El camino de la herradura


El camino de Herradura

Siempre que veo un par de zapatos o un zapato solitario tirado en la calle, al lado de un poste, junto a la basura, colgado de las cuerdas de la luz, o en la mitad de la carretera, ya sea puesto en pie, o tumbado de lado lacónicamente, siento un escalofrío. Siento miedo, siento la presencia de quien usó esos zapatos e inmediatamente imagino que fue asesinado o atropellado por un carro y pienso que luego de eso, alguno de los órganos centrales, esos órganos griegos, esos órganos llenos de chakras, como el cerebro o el corazón, le colapsaron al paciente en la mitad de la calle.

Si imagino que fue asesinado de noche, pienso que fue desnudado, probablemente violado, que el cuerpo fue lanzado a un caño cercano y que los zapatos dieron tumbos como los caballos de carreras cuando se caen, después del ultraje, del forcejeo, de los golpes y las dentelladas finalmente quedaron olvidados en la escena como evidencia sustancial. Y que esos zapatos luego de ser testigos presenciales del hecho, y de la patada casual de un gamín, se enfriaron ahí con el rocío de la madrugada.
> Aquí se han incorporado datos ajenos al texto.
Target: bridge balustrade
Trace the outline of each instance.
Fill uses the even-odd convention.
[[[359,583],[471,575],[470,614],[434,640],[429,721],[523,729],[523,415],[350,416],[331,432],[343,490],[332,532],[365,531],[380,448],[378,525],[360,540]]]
Un día estaba sentado en una plazoleta y al lado de la banca había un zapato de cuero café imitación culebra, con escobilla, raído, y con una hebilla tipo moneda insertada en la lengüeta. Seguro era de un tinterillo que purgó alguna pena. Y entonces se me vino a la mente la cadena de pensamientos habituales acerca de los zapatos de la calle. Pero cuando levanté la mirada, comencé a ver como todos los zapatos tirados por ahí se ponían en pie y comenzaban a caminar, y me di cuenta que había muchos más de los que normalmente se alcanzan a ver debido a su quietud.

Los que estaban en las cuerdas de la luz se balanceaban y se tiraban cayendo dolorosamente, levantando polvo y asustando a los perros callejeros que salían aullando. Los zapatos salían de las bolsas de la basura, desgarrándolas. Los que estaban solos buscaban sus pares. Vi varios encuentros y me emocioné bastante, el intacto zapato derecho encontrando a su perdido y mancillado compañero izquierdo que corrió con distinta suerte al lado de una carrilera o en una alcantarilla.

Por toda la ciudad caminaron los zapatos que se dirigían a los distintos cementerios dentro de la ciudad y en las afueras. Todas las vías principales eran ríos y ríos de zapatos, por la 26 había una espléndida marcha fúnebre de zapatos de todos los tipos y variedades, por la Autopista Norte el tráfico fue temporalmente cerrado para dar paso a los zapatos que se dirigían a los cementerios del norte. Las señoras piadosas lloraban, los demás permanecían tristes y en silencio viendo desde los puentes, los indigentes dormían plácidamente.

En medicina legal se hizo un montón de zapatos a la entrada, unos esperaban a que abrieran, otros salían con dificultad del montón y se dirigían a la plazoleta donde era el cartucho, y se enterraban forzosamente levantando las lozas nuevas del parquecito que construyeron ahí. Otros iban al cementerio del sur, al Apogeo, y otros se introducían tristemente a ríos y a caños crecidos. Unos salían de los botaderos de basura, otros entraban, y algunos otros se preparaban para largos viajes a montes lejanos, pero no iban solos.

Cuando llegaban a la tumba respectiva, se enterraban. Los tacones y los zapatos de cuero, y los tenis de ladrones, oficinistas, jóvenes y viejos, malos y buenos, se abrían paso entre la tierra. Unos no encontraban pareja porque el dueño era cojo, y otros que no encontraban los pies de sus dueños, porque ya estaban desintegrados en átomos, se le calzaban a otros pies que nunca tuvieron zapatos en vida. Finalmente yacían rotos y raídos, a veces nuevos, con cordones o sin cordones, en los pies inertes de sus dueños. Al fin y al cabo caminar hasta allá descalzo, por ese camino de herradura, no es nada fácil.